The leader who surprised most was Ed Miliband, if only because expectations had been so low. But the surprise was not only that the Labour leader showed himself capable of commanding an audience, but that he made no apologies for taking a rather high-brow, even intellectual, approach. He offered a coherent world view, which his audience could like or not, but could not dismiss as insubstantial, and he took on his detractors directly. Criticism focused on his failure to set out specific policies. But, more than two years from an election, why should he set out a stall to be looted or smashed? His attempt to snatch the One Nation banner hit David Cameron where it hurt.
That the Conservative leader chose to engage with Miliband, even to the limited extent he did, suggested that a real political argument could be had, beyond the verbal cut and thrust of Prime Minister’s Questions – an argument in a different, more serious and longer-term register; an argument in which content would be as keenly judged as tone. “We don’t preach about One Nation but practise class war,” he said, in a direct riposte to Miliband. “We just get behind people who want to get on in life.... While the intellectuals of other parties sneer at people who want to get on in life, we here salute you.”
Cameron was drawing a contrast between Labour and Conservative approaches, and by “intellectuals”, he presumably meant Miliband, the professor’s son. But the intended taunt could rebound if voters are looking to politicians who present arguments, level with them about difficulties, and do not shy away from ideas. In fact, a similar criticism could have been turned against Cameron, who defended his policies, point by point, in a way that he has rarely seemed inclined to do.
Something similar can be observed across the Atlantic. When Barack Obama swept to the White House four years ago, his so-called professorial manner was thought a drawback. He was fortunate that he could also switch on the campaign oratory and look the part of America’s first black President. Once he was in the Oval Office, though, his intellectual manner was seized upon by critics who accused him of dithering and asked whether he was not too “cerebral” for the job.
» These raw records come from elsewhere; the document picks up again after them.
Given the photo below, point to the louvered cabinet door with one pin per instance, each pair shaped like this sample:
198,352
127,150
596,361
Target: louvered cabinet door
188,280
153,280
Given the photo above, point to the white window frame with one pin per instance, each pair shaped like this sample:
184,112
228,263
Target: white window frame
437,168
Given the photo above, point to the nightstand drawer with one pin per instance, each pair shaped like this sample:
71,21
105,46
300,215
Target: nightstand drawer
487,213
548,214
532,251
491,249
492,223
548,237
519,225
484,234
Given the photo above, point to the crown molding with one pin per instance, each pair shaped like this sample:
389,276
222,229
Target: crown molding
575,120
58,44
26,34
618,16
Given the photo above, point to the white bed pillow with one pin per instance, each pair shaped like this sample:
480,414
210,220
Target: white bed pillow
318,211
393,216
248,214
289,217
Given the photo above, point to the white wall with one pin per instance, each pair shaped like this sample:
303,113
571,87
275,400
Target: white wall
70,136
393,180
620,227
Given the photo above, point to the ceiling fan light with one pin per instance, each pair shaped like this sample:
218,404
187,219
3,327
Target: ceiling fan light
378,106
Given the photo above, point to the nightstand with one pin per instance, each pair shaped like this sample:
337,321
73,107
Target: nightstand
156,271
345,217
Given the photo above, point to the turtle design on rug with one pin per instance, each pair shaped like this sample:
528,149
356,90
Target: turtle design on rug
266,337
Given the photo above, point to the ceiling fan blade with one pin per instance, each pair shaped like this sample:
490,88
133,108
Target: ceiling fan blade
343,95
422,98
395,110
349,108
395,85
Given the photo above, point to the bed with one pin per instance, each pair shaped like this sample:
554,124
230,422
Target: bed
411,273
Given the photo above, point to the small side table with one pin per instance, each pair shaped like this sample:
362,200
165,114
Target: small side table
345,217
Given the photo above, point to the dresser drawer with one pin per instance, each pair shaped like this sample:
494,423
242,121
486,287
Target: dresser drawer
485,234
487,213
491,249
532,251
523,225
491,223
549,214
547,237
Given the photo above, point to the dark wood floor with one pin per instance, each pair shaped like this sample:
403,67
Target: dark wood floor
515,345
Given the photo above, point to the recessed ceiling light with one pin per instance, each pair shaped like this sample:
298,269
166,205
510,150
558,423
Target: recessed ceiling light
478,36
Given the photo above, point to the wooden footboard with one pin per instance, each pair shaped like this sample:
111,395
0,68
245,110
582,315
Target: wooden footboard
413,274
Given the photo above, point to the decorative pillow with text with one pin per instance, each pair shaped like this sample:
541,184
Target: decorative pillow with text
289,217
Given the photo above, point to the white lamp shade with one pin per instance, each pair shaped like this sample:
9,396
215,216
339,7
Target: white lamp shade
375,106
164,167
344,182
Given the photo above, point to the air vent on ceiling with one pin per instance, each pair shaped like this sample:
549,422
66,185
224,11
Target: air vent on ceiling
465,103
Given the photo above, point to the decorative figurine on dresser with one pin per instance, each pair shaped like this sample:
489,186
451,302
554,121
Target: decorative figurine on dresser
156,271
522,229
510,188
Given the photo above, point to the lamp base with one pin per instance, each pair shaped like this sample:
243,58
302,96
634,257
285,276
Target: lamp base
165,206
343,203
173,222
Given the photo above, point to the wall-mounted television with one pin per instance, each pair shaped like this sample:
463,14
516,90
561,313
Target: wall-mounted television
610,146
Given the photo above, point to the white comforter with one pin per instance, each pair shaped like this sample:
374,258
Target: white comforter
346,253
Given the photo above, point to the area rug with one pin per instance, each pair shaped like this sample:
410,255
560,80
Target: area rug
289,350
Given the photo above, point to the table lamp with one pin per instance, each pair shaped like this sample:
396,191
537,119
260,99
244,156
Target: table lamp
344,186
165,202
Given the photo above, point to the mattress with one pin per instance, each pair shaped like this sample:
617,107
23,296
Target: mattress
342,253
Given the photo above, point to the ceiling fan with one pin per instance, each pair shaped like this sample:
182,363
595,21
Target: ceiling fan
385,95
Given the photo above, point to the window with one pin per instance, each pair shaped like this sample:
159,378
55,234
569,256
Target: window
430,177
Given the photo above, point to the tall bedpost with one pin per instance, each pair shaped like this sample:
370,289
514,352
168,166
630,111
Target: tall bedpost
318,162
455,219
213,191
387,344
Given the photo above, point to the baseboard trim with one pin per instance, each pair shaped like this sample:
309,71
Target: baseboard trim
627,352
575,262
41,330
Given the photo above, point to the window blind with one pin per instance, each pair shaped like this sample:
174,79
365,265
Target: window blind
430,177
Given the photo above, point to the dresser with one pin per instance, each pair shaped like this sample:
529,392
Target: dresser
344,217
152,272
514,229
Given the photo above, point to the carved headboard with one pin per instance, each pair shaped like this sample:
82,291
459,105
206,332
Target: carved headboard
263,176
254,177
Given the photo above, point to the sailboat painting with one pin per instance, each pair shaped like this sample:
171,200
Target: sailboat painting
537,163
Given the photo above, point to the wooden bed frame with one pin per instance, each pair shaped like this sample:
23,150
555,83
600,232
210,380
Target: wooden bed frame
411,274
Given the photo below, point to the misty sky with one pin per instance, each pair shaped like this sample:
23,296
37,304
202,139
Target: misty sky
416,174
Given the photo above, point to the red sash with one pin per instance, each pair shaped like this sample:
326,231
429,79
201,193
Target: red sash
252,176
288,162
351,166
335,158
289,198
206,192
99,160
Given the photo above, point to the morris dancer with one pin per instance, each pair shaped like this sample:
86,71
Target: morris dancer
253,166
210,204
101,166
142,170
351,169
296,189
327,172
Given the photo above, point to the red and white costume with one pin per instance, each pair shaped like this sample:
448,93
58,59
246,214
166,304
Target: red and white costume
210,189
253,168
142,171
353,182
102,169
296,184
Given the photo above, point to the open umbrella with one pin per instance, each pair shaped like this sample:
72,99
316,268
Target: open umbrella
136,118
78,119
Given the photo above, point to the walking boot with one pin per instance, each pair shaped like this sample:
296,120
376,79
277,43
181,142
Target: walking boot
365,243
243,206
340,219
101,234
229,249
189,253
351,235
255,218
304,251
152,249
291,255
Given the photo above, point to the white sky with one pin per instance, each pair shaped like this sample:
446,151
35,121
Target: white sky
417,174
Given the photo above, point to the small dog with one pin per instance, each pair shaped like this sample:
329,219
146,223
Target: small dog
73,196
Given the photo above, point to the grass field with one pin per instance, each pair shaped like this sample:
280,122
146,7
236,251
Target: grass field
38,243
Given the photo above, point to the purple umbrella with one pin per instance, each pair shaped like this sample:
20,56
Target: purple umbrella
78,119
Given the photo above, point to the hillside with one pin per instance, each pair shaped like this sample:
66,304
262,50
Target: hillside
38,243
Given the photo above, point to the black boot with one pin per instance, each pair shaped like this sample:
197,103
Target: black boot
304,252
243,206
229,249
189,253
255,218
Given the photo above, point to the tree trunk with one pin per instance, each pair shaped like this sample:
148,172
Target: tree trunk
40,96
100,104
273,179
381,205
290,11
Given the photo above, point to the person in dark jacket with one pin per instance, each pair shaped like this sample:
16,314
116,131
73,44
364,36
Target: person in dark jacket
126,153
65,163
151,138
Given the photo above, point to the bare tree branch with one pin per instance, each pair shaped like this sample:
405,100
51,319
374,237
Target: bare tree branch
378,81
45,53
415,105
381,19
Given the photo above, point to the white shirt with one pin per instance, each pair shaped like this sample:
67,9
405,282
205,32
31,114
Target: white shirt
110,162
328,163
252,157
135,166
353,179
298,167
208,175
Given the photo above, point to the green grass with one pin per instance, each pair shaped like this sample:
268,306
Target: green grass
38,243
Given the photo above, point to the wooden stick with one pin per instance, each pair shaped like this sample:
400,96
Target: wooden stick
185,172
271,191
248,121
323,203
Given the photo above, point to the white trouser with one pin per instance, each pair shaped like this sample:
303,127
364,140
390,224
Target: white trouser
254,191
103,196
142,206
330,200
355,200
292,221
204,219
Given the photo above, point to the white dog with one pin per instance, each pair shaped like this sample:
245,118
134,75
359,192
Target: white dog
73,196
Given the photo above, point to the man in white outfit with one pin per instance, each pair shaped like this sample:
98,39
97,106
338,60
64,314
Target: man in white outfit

They remained unconvinced, even after the killing of Osama bin Laden.
Those same critics had a field day after the first presidential debate last week, when Obama was – by common acknowledgement – trounced by the Republican nominee, Mitt Romney. Most notable about this televised duel, however, was not that Obama came across as disengaged, or that Romney looked human for once, but the exceptional quality of the actual debate.
Over 90 minutes, both candidates displayed a truly impressive mastery of argument and detail, sustaining a pace that never let up. In so doing, they presented American voters with a real choice. Whether the next debates live up to this standard remains to be seen, but there was little crowd-pleasing; no condescension and a refreshing absence of dogma. This was how the world looked to them, they seemed to say; it was now for the voters to choose.
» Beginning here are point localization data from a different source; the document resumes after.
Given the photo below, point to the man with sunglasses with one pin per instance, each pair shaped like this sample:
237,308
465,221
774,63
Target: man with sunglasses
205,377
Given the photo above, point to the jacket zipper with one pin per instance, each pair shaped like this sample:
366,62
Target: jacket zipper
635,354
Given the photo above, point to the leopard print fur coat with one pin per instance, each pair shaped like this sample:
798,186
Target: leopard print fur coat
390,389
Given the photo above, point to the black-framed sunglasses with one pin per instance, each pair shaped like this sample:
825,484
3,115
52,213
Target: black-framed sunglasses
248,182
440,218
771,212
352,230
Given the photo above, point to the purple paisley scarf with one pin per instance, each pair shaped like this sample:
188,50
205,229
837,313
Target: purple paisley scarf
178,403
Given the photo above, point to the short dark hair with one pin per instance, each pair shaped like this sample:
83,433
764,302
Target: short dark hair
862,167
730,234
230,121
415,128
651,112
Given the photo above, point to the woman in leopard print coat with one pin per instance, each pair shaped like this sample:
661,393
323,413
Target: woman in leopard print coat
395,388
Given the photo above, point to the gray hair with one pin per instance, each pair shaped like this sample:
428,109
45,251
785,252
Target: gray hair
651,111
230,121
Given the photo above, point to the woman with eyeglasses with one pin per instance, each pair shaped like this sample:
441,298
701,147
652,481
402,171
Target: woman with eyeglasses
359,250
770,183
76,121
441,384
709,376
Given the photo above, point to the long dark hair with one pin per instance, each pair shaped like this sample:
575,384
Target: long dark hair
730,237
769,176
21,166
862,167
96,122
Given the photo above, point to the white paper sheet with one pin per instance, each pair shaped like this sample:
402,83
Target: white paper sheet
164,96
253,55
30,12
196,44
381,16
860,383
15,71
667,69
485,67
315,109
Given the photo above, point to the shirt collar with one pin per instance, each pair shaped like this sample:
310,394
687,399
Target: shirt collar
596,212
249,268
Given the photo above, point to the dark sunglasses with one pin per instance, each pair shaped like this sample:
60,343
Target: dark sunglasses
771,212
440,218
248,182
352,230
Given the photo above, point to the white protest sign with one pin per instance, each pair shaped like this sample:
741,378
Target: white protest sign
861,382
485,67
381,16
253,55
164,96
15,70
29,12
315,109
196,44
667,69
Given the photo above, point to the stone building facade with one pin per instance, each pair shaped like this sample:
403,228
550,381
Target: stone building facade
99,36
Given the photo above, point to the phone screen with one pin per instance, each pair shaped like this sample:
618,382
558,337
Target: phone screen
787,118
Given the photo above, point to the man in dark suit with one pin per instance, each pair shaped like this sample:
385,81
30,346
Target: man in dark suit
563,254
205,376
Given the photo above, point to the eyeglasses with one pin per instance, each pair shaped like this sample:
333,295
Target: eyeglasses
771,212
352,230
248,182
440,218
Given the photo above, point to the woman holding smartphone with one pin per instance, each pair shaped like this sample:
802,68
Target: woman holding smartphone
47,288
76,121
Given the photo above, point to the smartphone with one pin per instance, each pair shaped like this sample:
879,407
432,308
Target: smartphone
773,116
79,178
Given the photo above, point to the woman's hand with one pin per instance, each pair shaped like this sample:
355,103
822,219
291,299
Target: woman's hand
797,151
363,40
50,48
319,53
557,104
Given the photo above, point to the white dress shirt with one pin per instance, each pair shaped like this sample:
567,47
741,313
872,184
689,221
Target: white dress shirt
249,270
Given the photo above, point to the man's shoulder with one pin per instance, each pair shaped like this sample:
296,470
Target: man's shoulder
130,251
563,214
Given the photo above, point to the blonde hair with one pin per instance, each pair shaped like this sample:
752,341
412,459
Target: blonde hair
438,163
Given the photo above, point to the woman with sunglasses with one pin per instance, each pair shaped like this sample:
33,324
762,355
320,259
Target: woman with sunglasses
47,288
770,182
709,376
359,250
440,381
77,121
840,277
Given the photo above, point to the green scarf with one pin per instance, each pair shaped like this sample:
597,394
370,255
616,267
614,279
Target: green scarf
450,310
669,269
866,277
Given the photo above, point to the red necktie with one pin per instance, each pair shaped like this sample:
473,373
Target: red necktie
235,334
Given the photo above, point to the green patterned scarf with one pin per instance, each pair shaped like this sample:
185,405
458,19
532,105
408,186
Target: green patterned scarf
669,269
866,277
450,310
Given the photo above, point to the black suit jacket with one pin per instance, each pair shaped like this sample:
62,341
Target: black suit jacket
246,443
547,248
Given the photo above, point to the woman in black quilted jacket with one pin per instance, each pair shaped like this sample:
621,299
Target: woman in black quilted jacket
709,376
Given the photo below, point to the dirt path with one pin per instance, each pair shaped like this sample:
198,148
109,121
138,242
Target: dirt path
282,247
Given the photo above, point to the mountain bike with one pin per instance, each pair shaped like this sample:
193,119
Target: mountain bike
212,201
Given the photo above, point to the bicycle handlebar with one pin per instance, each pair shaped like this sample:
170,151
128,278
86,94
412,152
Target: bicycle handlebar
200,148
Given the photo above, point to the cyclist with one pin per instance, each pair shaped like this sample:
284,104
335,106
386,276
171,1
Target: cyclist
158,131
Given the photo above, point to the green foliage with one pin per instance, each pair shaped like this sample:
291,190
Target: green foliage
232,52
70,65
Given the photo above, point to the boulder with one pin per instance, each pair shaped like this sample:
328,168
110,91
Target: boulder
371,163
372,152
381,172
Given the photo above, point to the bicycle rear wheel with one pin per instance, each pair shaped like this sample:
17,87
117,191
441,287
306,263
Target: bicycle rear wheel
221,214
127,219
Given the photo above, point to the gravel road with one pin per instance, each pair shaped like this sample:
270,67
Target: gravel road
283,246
If what we are seeing is the rebirth of serious politics, why the shift? One reason may be the gloom that prevails across the Western world. Politicians inevitably match their manner to the mood. But the fickle showmanship, ideological flexibility and verbal dexterity (also known as “spin”) that have so blighted politics in recent years surely played their part, too.
In France, Sarkozy’s hobnobbing with the wealthy and stars was not unrelated to the whiff of corruption that swirled around his predecessor when mayor of Paris. In the US, that supreme non-intellectual George W. Bush was so detached from the detail of government that he linked the war on Iraq with 9/11, and thought it sufficient to survey inundated New Orleans from the air. Here we had the Blairs, Tony and Cherie, where “spin” increasingly met “bling”, and MPs maximised their expenses. Italy had three terms of Silvio Berlusconi; enough said. For voters almost everywhere except Greece, Germany’s stolid Chancellor became the ideal.
We will learn in a year’s time whether Germans feel the same and reward Angela Merkel with a third term. But recent evidence, not least here in Britain, suggests the tide of politics is turning. It is too soon to conclude that a new breed of politician is treating voters as rational beings capable of exercising a responsible choice, or that voters are ready to drop their cynicism and return the compliment. But Berlusconi announced yesterday that he would not be standing for prime minister in Italy’s next election, and could support the technocrat, Mario Monti. If that is not a sign of changed times, it is hard to know what is.